Proponen reforzar prevención del embarazo adolescente en Quintana Roo

La diputada de Morena, Jennifer Paulina Rubio Tello,presentó una iniciativa para reformar la Ley Estatal de Salud con el objetivo de reforzar las acciones de prevención del embarazo adolescente en Quintana Roo.

La propuesta surge en un contexto donde, de acuerdo con cifras oficiales, ocho de cada mil adolescentes en el estado se embarazan antes de los 17 años. Tan solo en 2023 se registraron mil 11 nacimientos en madres de entre 10 y 17 años, incluyendo 72 casos en niñas de entre 10 y 14 años.

Para la legisladora, el embarazo en la adolescencia no es solo un tema individual, sino un problema de salud pública con impactos sociales y económicos profundos.

“La adolescencia es una etapa de transición, de cambios físicos y emocionales, donde las y los jóvenes están construyendo su proyecto de vida. Cuando ocurre un embarazo en esta fase, muchas veces se interrumpe ese proceso, se limita el ejercicio de derechos y se amplían las brechas de desigualdad”, expresó.

Un problema multifactorial

Rubio explicó que el embarazo adolescente tiene causas inmediatas, como la violencia sexual, las uniones forzadas o el ejercicio desprotegido de la sexualidad, pero también factores estructurales como la falta de acceso a servicios de salud, educación sexual y condiciones económicas dignas.

“No podemos analizar el embarazo adolescente como un hecho aislado. Está relacionado con la pobreza, con la falta de información científica y oportuna, con la ausencia de servicios accesibles y con contextos de violencia. 

“Cuando una adolescente no tiene acceso a métodos anticonceptivos o a educación integral en sexualidad, se incrementa el riesgo”, señaló.

La diputada destacó que en Quintana Roo la tasa específica de fecundidad adolescente es de 39.1 nacimientos por cada mil jóvenes de entre 15 y 19 años, una cifra que obliga a fortalecer las políticas públicas.

Consecuencias en la salud y el proyecto de vida

La legisladora recordó que, de acuerdo con la Organización Mundial de la Salud, las complicaciones durante el embarazo y el parto son una de las principales causas de muerte entre adolescentes de 15 a 19 años en el mundo.

“El riesgo de morir por complicaciones relacionadas con el embarazo es hasta dos veces mayor en mujeres de 15 a 19 años que en aquellas mayores de 20. Además, las menores de 15 años enfrentan probabilidades más altas de sufrir eclampsia, anemia o hemorragias. No podemos ignorar estos datos.

“La maternidad temprana suele provocar abandono escolar, limita oportunidades de profesionalización y reduce ingresos futuros.
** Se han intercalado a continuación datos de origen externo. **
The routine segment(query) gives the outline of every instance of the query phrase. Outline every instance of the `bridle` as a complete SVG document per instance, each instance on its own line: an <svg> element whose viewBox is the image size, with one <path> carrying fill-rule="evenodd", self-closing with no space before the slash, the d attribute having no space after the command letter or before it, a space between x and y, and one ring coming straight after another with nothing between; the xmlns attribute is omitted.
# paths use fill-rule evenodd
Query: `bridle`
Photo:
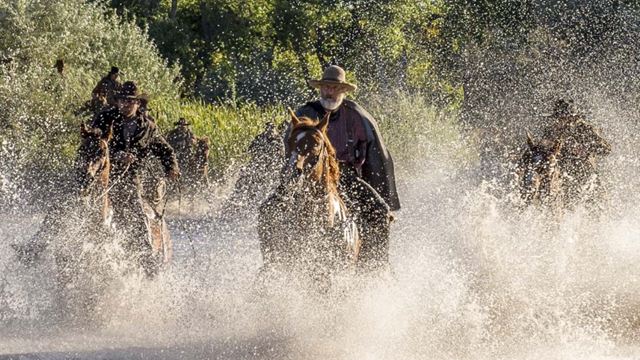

En otras palabras, muchas adolescentes ven truncado su proyecto de vida y quedan en mayor riesgo de permanecer en condiciones de pobreza y exclusión”, dijo. 

Agregó que el impacto económico para el estado. En 2018, el embarazo adolescente representó un costo estimado de más de mil 600 millones de pesos para Quintana Roo.

¿QUÉ PROPONE LA REFORMA?

La iniciativa plantea fortalecer la Ley Estatal de Salud para que las políticas públicas no sean solo informativas, sino también preventivas y de promoción activa de la salud sexual y reproductiva.

“Necesitamos garantizar que las y los adolescentes tengan acceso real a información científica, clara y oportuna; a servicios de salud sexual y reproductiva integrales; y a métodos de planificación familiar. No basta con decir que existen, debemos asegurarnos de que estén disponibles y sean accesibles”.

La diputada Jennifer Paulina Rubio Tello explicó que la salud sexual implica bienestar físico, mental y social, y que debe abordarse con un enfoque positivo y respetuoso, libre de violencia y discriminación.

“Hablar de prevención no es promover conductas, es brindar herramientas para que las y los jóvenes puedan tomar decisiones libres, responsables y conscientes sobre su cuerpo y su futuro”, compartió. 

La morenista enfatizó que la prevención del embarazo adolescente requiere la participación de distintos sectores: familias, escuelas, autoridades de salud y gobiernos municipales y estatales.

“No se trata únicamente de una responsabilidad del sector salud. Necesitamos coordinación con el sistema educativo, con programas sociales y con políticas que reduzcan la desigualdad de género. Los derechos son integrales: no podemos garantizar salud si no hay educación, ni autonomía si persiste la violencia”, dijo.